Anon: recensione del film con Clive Owen e Amanda Seyfried
La recensione di Anon, il thriller di fantascienza scritto e diretto da Andrew Niccol, interpretato da Clive Owen e Amanda Seyfried, disponibile su Netflix
Anon è un thriller di fantascienza scritto e diretto da Andrew Niccol, interpretato da Clive Owen e Amanda Seyfried. Anon, disponibile su Netflix dal 4 maggio 2018, è un film ambientato nel futuro, in un mondo in cui la privacy e l’anonimato non esistono più.
La realtà come la conosciamo sembra essere svanita. La privacy è stata eliminata tramite degli impianti neurali, un sistema informatico capace di registrare tutto ciò che vedi e senti e che li memorizza nell’Ether, un database che ingloba tutta la vita di ogni persona, a partire anche dai ricordi, un dispositivo usato per lo più dalla polizia per perseguire i criminali.

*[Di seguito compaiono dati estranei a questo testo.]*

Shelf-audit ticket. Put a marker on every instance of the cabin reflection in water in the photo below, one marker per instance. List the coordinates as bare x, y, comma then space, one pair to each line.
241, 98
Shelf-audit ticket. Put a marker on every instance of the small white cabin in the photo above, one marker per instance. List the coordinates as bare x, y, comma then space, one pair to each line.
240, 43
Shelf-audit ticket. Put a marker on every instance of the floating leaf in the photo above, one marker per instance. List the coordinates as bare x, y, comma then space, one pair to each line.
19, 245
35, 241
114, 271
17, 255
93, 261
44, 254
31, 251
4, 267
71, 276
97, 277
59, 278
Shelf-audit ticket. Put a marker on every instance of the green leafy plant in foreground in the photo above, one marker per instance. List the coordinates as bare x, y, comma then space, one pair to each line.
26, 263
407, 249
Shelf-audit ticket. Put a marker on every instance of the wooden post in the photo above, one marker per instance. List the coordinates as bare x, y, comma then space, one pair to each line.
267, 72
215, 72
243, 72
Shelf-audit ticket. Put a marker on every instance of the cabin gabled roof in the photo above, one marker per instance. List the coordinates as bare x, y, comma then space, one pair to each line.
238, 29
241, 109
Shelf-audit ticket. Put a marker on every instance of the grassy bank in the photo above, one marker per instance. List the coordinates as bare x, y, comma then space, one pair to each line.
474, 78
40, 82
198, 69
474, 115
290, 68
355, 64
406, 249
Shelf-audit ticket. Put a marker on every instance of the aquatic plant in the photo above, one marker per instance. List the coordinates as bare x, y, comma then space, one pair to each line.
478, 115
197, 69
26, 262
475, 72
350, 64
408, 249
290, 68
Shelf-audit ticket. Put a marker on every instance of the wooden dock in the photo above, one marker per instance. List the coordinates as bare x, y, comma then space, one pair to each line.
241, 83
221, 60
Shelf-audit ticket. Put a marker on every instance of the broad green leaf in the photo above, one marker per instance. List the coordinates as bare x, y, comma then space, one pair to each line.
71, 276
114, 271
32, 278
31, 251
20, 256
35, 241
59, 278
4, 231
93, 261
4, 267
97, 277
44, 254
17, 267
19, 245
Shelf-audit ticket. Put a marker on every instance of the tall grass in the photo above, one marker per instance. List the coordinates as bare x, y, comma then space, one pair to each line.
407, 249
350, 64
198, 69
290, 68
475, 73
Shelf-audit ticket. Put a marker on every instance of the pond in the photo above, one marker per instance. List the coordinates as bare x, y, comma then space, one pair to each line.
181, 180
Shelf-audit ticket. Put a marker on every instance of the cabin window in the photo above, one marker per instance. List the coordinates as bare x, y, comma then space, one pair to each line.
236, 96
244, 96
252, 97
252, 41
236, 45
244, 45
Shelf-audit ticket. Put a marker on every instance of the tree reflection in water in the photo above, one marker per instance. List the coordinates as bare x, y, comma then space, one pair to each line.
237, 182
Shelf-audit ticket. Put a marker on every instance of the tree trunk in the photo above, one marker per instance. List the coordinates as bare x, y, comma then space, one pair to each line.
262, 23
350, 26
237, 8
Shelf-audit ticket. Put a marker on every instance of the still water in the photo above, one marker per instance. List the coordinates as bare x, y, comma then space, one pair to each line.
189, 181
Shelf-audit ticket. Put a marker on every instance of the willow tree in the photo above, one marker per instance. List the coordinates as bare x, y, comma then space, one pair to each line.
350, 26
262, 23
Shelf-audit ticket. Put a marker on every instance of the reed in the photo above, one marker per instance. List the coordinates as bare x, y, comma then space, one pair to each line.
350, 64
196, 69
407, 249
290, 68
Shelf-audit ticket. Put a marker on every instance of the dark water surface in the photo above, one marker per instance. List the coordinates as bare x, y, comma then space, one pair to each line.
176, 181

Il sistema, inoltre, offre anche una sorta di realtà aumentata che mostra, attraverso i propri occhi, le identità di tutti in tempo reale e ovviamente inserzioni pubblicitarie ovunque su ogni superficie.
Un investigatore, Sal Frieland, si troverà alle prese di molti casi di omicidi irrisolti e collegati tra loro, il cui killer è abilissimo nel coprire le proprie traccie e depistare le investigazioni, per mezzo di un ingegnoso hackeraggio del sistema di trasparenza del governo. Frieland cerca in tutti i modi di scovare un omicida che non ha un volto, di cui non si possiede nessuna registrazione, nessuna informazione e che non è mai stato identificato. Ma l’investigatore, nel mezzo delle indagini, incontra una donna misteriosa, una donna senza identità che potrebbe condurlo sino alla risoluzione degli omicidi.

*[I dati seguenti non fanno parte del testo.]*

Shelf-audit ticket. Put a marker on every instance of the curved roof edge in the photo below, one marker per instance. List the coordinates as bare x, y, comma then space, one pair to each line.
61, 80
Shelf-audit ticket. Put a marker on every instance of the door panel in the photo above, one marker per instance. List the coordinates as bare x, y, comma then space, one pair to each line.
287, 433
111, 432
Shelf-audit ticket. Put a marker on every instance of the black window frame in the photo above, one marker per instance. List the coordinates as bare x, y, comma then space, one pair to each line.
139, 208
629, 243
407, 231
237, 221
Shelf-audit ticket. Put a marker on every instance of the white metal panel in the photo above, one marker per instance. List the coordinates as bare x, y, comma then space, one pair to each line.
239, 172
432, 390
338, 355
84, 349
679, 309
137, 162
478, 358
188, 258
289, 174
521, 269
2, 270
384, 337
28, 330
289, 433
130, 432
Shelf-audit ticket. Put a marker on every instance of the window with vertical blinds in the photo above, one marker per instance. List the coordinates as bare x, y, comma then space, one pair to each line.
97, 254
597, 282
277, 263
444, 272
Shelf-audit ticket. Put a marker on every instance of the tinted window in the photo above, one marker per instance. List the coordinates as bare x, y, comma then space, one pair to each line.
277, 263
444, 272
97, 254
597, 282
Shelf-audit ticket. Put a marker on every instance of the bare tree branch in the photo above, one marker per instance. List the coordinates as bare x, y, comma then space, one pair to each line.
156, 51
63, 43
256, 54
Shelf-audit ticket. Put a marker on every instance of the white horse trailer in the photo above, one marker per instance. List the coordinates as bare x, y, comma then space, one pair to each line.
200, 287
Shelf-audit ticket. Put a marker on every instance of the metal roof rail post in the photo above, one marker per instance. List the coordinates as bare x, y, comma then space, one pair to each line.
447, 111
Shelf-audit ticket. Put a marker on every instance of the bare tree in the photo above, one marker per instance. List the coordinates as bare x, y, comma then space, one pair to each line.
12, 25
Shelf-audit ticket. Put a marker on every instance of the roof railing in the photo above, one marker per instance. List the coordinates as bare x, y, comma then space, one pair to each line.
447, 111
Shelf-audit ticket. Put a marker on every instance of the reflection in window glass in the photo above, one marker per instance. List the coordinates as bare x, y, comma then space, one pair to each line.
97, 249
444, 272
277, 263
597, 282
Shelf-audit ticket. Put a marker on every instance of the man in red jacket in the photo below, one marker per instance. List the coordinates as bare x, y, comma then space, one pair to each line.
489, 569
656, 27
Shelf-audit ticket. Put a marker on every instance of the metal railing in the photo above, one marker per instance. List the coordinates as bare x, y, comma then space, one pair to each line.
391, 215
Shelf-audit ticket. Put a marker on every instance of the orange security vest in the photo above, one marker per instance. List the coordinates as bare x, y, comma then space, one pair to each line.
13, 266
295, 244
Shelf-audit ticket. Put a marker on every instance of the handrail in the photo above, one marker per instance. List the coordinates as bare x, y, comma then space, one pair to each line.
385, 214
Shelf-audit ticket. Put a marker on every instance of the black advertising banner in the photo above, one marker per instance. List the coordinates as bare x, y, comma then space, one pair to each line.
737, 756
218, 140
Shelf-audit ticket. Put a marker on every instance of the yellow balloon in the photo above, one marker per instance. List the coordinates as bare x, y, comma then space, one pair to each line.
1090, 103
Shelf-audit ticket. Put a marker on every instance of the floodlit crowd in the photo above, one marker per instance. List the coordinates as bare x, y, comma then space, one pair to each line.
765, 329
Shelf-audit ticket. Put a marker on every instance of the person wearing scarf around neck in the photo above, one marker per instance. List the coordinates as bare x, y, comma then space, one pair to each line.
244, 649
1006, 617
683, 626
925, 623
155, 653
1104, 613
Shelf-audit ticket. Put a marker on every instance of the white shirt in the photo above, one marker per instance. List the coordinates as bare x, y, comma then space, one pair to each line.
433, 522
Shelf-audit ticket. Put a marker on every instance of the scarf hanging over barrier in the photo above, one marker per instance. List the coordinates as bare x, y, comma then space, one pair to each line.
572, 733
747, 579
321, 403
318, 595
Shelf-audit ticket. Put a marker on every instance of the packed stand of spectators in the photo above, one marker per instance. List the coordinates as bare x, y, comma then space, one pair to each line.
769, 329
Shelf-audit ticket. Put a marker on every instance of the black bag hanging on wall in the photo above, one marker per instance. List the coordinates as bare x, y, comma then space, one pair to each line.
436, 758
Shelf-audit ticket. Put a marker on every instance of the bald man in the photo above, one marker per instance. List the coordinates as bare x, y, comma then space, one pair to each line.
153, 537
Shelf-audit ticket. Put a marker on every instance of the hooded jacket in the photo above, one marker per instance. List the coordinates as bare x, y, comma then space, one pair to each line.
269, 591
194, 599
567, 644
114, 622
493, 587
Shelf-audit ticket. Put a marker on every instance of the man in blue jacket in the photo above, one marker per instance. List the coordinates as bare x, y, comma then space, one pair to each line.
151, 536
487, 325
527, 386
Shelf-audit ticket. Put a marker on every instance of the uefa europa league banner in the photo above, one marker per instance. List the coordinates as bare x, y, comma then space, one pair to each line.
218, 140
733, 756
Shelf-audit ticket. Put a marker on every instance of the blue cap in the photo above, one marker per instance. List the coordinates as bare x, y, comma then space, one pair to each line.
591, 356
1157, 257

Anon: il film con Clive Owen e Amanda Seyfried
Anon è uno sci-fi dalle tinte noir, scritto e diretto da Andrew Niccol (Gattaca, In time, The host) un film che parte dalla fantascienza per inserirsi nel thriller, una narrazione criminale spesso sconsiderata e rigida. Il film apre una finestra su un futuro non così lontano, in cui la nostra prospettiva è sempre registrata da un sistema informatico, tant’è che il film pone al centro la logica dell’occhio della mente, in cui il virtuale sembra più reale della realtà.
Questo mondo, al di là della sua prospettiva hi-tech, ha una sua atmosfera spesso molto desaturata. L’estetica del film, a partire dai palazzi all’abbigliamento, tende al grigio ed è una tela vuota, in cui manca colore e personalità, un mondo che sembra non essere vissuto da nessuno. Questo perché il mondo reale ha lasciato il posto alla realtà aumentata, che la supera di gran lunga in ogni aspetto. Possiamo notare come manchino foto, ricordi, perché sono tutte registrate, accessibili ovunque e sempre, ed è proprio questo sistema di sorveglianza, a cui la polizia accede, che comincia ad incrinarsi.

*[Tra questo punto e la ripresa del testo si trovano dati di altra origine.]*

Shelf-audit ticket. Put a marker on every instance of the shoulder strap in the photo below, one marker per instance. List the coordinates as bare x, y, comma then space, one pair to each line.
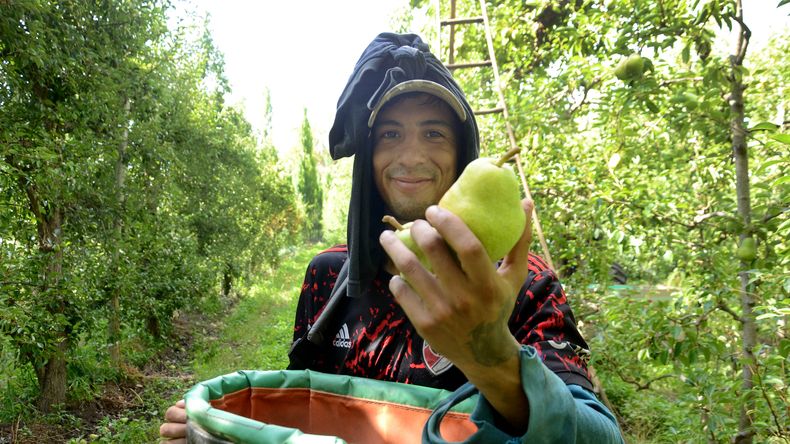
304, 349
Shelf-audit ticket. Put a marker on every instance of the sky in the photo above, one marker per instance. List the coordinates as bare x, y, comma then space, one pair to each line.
303, 51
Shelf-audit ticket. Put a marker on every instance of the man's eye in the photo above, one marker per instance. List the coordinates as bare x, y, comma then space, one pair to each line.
434, 133
389, 134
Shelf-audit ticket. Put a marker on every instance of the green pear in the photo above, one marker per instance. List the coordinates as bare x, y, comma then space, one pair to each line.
404, 234
630, 68
487, 198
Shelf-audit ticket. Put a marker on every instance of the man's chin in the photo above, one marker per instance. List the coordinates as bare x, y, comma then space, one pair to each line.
409, 214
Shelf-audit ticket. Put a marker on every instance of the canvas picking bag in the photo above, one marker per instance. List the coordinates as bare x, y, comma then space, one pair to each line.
300, 406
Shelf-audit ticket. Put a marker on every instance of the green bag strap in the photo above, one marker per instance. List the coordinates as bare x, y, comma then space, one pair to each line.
430, 433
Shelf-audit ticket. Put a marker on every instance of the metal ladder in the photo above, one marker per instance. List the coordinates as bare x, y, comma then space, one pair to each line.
501, 107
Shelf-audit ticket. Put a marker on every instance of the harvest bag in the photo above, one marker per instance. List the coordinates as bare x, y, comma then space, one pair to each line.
306, 406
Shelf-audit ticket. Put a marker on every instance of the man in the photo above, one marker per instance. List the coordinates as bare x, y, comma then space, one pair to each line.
506, 329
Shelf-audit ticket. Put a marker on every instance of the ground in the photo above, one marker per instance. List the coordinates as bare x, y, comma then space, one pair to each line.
134, 399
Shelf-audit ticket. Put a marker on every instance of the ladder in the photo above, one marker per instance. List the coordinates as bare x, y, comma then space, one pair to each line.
501, 107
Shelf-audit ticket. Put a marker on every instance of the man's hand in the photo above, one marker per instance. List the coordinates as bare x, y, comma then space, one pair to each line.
174, 430
462, 309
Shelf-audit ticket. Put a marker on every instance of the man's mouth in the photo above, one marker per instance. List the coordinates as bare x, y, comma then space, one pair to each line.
408, 184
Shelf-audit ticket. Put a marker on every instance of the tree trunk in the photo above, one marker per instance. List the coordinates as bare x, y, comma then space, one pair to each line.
52, 373
52, 377
120, 198
741, 157
227, 281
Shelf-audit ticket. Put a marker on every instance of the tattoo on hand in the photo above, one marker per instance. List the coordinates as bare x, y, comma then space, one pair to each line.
485, 347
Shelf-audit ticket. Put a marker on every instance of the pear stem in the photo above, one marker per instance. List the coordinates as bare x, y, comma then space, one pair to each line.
393, 222
507, 156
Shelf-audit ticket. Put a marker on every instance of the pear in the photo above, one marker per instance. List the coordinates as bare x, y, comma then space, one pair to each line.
404, 234
630, 68
487, 198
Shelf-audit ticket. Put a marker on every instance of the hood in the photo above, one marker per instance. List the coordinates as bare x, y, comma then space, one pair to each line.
389, 60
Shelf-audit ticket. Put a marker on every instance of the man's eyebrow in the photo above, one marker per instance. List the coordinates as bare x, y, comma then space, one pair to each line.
436, 122
389, 122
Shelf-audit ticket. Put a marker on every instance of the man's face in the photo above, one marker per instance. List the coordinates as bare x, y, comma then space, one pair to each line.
415, 151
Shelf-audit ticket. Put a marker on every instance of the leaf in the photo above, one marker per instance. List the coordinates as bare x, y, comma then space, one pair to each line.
651, 106
614, 160
765, 126
783, 138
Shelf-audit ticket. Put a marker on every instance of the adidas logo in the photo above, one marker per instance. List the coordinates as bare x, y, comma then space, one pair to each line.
342, 338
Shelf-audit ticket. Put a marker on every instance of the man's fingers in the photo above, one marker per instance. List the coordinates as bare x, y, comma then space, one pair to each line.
470, 252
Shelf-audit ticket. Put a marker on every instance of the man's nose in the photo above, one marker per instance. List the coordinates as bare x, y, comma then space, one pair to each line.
414, 150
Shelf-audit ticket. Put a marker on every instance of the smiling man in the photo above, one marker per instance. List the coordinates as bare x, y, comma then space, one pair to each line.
507, 329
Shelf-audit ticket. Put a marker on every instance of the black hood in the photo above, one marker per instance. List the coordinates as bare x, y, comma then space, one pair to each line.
389, 60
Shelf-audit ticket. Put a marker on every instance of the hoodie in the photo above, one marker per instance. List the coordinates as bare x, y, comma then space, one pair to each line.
389, 60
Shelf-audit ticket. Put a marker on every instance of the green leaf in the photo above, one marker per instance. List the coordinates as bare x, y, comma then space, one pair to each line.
614, 160
764, 126
784, 344
783, 138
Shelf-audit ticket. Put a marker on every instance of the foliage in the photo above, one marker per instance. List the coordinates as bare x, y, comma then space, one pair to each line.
310, 185
128, 189
267, 319
641, 173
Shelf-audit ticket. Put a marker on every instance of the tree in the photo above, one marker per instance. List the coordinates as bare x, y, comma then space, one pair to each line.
310, 185
644, 172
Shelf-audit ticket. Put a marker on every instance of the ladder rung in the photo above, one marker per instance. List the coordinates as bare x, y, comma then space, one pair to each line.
468, 65
480, 112
461, 21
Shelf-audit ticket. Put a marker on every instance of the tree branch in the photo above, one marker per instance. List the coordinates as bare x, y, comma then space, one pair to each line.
641, 386
721, 306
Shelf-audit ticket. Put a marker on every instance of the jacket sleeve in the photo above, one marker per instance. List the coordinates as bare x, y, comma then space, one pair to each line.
559, 412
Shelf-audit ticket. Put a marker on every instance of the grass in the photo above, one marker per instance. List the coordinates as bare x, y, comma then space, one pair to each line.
258, 333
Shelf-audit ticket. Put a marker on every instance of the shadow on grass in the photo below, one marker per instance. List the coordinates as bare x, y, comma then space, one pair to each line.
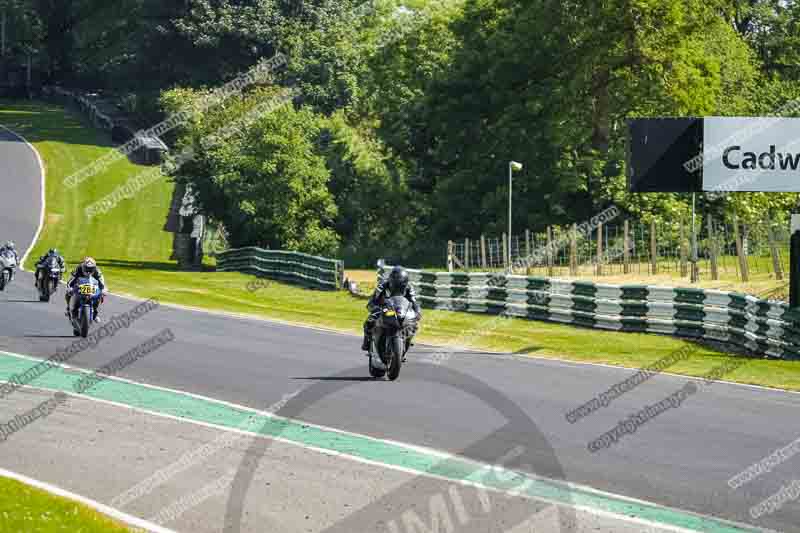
527, 350
40, 121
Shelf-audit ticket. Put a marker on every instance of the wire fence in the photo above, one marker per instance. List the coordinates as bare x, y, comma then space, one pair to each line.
659, 247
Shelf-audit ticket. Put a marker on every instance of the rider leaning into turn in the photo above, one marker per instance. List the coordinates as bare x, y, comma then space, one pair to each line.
40, 264
87, 268
395, 284
11, 248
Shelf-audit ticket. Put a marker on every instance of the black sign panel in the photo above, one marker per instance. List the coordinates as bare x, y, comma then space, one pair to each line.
660, 152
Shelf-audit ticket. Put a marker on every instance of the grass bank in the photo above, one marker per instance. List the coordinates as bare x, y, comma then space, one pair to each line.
134, 251
28, 509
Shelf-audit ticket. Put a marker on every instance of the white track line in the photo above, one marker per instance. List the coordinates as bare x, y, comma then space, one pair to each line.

Sal Frieland (Clive Owen) tenta di svellere una serie di omicidi che non possono essere risolti nel solito modo, ovvero guardando gli ultimi minuti di registrazione di ciò che ha visto la vittima, poiché il killer è riuscito a sovvertire il sistema, hackerando il cervello dei morti e cancellando le proprie tracce.
Anon: uno sci-fi dalle tinte noir scritto e diretto da Andrew Niccol
Anon è un film molto interessante finché la narrazione non si perde nell’inseguimento di un misterioso assassino; infatti l’arco temporale in cui il racconto si focalizza sulla caccia al killer non è molto coinvolgente. L’inizio del film è intrigante, soprattutto quando spiega e mostra le caratteristiche più innovative e futuristiche della realtà aumentata e di come vengono risolti i casi dalla polizia. Ma proprio quando la tensione dovrebbe essere più concentrata e l’investigatore è alle prese con una falla considerevole nel sistema, manca dinamismo, non c’è suspence, il mistero stesso alla fine cade a pezzi e la sua risoluzione è ancora più deludente.
Ciò che il regista avrebbe dovuto veicolare con questo film distopico, è una provocazione, una previsione inquietante di ciò che potrebbe attenderci nel futuro, ma purtroppo Anon non è così provocatorio come vorrebbe essere. Dal punto di vista tecnico descrive con molta precisione e attenzione l’esterno, l’ambiente circostante così desolato e asettico, e cambiando logiche visive attraverso soggettive personali e scambi di punti di vista.
Ma purtroppo il ritmo della narrazione si perde a metà, proprio nella risoluzione del caso, proprio quando il racconto entra nel vivo, a causa di un tentativo insulso di amalgamare le tracce e gli indizi, sviluppando tutto il mistero in modo inconcludente e relegando il culmine dello svelamento dell’omicida a pochi attimi e a scene eseguite male e frettolose.